Lesson 11 - Feature Selection

  • algorithm will be only as good as the features that are put into it so this is something where as a machine learner we need to spend some time
  • need a way to
    • select the best features
    • add new features

A new feature

  • use my human intuition
  • code up the new feature
  • visualize
  • repeat

A New Enron Feature

  • we create a new feature about the number of email from a poi to a person and vice versa. We make a visualization for the same to see whether we have any relationship between them

We made POI red so we may say trends. We see that we don't see any trend here. Katie's intuition says that maybe it is not the exact number of email that matters. Maybe the fraction of emails that are received are important.

Here we can see that although we don't have a very good cluster of POI they are not that spread out. There are some places where there are no POIs and can indicate that none of the people there are POIs

Why might we want to ignore a feature

  • it's noisy
  • it's causing overfitting
  • it is strongly correlated to another feature that is already present
  • additional features slow down training/testing process

Features and information are not the same thing. We want information. Features are an attempt to get information

Univariate Feature Selection

There are several go-to methods of automatically selecting your features in sklearn. Many of them fall under the umbrella of univariate feature selection, which treats each feature independently and asks how much power it gives you in classifying or regressing.

There are two big univariate feature selection tools in sklearn: SelectPercentile and SelectKBest. The difference is pretty apparent by the names: SelectPercentile selects the X% of features that are most powerful (where X is a parameter) and SelectKBest selects the K features that are most powerful (where K is a parameter).

A clear candidate for feature reduction is text learning, since the data has such high dimension. We actually did feature selection in the Sara/Chris email classification problem during the first few mini-projects; you can see it in the code in tools/email_preprocess.py.

Bias Variance Dilemma and number of features

High Bias

  • pays little attention to data
  • high error on training data
  • low (r ^ 2), large sum of squared errors

High Variance

  • pays too much attention to data (does not generalize well)
  • much higher error on test set than training set

Maybe there are many features that you need to consider to fully describe your features but if you use too few features then you are using only a few of them.
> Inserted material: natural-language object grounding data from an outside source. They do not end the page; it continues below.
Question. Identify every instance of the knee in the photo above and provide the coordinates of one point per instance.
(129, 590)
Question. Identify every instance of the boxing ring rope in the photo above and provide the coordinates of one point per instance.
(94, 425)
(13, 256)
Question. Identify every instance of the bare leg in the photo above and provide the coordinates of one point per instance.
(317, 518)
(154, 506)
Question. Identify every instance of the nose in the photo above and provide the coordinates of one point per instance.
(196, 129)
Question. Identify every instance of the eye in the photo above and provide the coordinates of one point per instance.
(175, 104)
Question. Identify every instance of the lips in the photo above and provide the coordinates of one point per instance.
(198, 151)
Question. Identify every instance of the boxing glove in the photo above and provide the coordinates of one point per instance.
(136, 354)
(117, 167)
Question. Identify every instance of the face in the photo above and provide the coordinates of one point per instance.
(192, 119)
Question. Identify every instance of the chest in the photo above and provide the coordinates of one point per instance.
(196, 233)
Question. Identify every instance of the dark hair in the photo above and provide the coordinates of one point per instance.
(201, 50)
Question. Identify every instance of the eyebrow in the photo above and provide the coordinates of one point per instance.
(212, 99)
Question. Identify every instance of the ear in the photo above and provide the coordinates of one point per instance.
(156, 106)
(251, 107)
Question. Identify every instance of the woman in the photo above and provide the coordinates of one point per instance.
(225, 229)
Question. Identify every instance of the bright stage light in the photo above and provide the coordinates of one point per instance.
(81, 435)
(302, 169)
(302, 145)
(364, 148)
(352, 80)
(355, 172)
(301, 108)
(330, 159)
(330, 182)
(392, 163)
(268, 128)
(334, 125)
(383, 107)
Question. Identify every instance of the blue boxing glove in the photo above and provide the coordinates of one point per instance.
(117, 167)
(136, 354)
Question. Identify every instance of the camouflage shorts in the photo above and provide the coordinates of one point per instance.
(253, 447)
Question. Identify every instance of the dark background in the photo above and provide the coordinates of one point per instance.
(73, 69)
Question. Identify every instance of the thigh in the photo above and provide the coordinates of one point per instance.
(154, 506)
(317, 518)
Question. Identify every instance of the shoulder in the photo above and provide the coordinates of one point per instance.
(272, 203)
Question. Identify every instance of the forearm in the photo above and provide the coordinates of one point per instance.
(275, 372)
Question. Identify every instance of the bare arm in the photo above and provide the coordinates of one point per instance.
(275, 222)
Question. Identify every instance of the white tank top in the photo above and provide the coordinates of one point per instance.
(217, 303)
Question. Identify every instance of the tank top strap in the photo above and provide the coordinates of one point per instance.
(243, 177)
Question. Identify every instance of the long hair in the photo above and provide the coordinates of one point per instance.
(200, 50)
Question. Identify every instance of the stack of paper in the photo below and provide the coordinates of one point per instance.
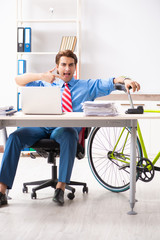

This is a typical high bias situation.

If we carefully tune the algorithm very much to minimize and take out all the information that can be found from your training set then it becomes a high variance situation.

There is the trade off between the goodness of the fit and the simplicity of your fit

We want to use as few features as possible which gives us large (r ^ 2) / low sum of squared errors

Some algorithms can automatically find the sweet spot between the number of features and quality of model. This process is called regularisation.

Regularisation in regression

  • method for automatically penalising extra features

Lasso regression tries to minimize the SSE (Sum of Squared Errors) and the number of features

The decrease of SSE should not be offset by the increase in coefficients. For those that do not satisfy this it can set the coefficients to zero for those features.